Pes planovalgus and patellar subluxation can be treated initially with stabilization braces and physical therapy Hip subluxation can be treated initially with hip abduction braces. When non-operative treatments fail, any surgical strategy must consider that patients with Down syndrome have generalized hypotonia and ligamentous laxity and thus typical soft-tissue stabilization procedures alone often ineffective. Osteotomies, such as tibial tubercle osteotomies for patellar instability or acetabular osteotomies for hip dislocation are needed.


If a slipped capital femoral epiphysis occurs in a Down syndrome patient, pinning the unaffected side prophylactically is usually undertaken at the same time.


The treatment of various degrees of atlantoaxial instability is controversial. Although the normal atlanto-dens interval is 5 mm or less, asymptomatic patients with an interval measuring between 5–10 mm can be simply observed with surgical fusion and stabilization reserve for when symptoms develop.

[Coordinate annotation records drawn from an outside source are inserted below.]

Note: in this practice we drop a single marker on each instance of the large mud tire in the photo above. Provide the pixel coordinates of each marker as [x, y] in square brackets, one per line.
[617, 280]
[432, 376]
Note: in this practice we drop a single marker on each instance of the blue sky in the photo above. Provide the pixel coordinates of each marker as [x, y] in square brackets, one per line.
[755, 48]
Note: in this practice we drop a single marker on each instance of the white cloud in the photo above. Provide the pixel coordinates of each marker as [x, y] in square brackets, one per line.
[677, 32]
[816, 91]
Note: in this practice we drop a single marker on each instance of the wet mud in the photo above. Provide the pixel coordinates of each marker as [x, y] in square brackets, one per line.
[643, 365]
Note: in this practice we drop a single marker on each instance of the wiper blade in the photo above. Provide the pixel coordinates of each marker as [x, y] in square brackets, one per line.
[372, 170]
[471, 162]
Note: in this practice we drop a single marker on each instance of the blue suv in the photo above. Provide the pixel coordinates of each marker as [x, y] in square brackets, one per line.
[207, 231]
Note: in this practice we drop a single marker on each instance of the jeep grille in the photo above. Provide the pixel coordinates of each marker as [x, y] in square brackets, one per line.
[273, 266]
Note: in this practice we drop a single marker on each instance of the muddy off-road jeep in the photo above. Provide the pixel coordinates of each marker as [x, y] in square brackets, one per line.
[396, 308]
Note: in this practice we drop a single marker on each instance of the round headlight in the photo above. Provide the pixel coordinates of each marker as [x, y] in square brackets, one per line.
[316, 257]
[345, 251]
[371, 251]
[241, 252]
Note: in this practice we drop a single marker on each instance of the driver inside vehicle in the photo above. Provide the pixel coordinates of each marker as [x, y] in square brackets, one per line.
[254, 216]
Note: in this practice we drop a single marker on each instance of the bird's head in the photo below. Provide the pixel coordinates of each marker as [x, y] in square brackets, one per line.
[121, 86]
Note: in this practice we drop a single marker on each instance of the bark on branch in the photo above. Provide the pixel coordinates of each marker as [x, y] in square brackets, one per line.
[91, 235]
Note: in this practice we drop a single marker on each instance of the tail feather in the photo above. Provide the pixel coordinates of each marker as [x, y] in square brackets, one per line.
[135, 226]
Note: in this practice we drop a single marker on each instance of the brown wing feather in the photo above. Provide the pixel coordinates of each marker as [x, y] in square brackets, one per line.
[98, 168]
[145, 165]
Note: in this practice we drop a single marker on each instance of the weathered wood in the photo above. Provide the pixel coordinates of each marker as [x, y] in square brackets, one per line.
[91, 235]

Fusion options include C1-C2 fusion, or even occiput to C2 or C3 if greater instability exists. However, it should be cautioned that complication rates of fusion in Down syndrome patients are high, with overall complication rates approaching 50%, and mortality rates quoted as high as 25%.


The scoliosis that occurs in many patients with Down syndrome often resembles idiopathic scoliotic curves and treatment is similar: bracing and observation for small curves and surgical fusion for larger curves (Figure 7).

Figure 7: preoperative (left) and post-operative (right) views of a patient with Down syndrome and scoliosis. (image courtesy Scoliosis 10, 14 (2015).

Although the life expectancy for individuals with Down syndrome is shorter than normal, many patients routinely live into their 6th decade of life. Reasons for earlier mortality include cardiac disease and infections.


The orthopedist can also play a significant role in affecting quality of life in this patient population, by helping to manage the mange musculoskeletal conditions that are commonly seen with Down. The treating surgeon must be aware, however, that many treatment strategies that rely on muscle tone or tissue quality may fail, given the hypotonia and ligamentous laxity present. Additionally, with any surgical endeavor, complication rates and infection rates are higher in patients with Down syndrome.


Risk Factors and Prevention

The most well-known risk factor for Down syndrome is advanced maternal age. This risk is < 0.1% when the mother is < 30 years old at conception, and increases more than 10-fold as the mother reaches her late 30s to early 40s. Parents of a child with Down syndrome are at increased risk of a subsequent child being affected. There is no known modifiable risk factor other than maternal age at which prevention can be aimed. For rare cases of Down syndrome due to a translocation, parents who carry the translocation are at an increased risk of passing the translocation to their offspring.



Down syndrome is named after John Langdon Down, who first described the condition in 1862. However, it wasn’t until the late 1950s that the genetic cause of the condition was identified, after the advent of technology to make karyotyping possible.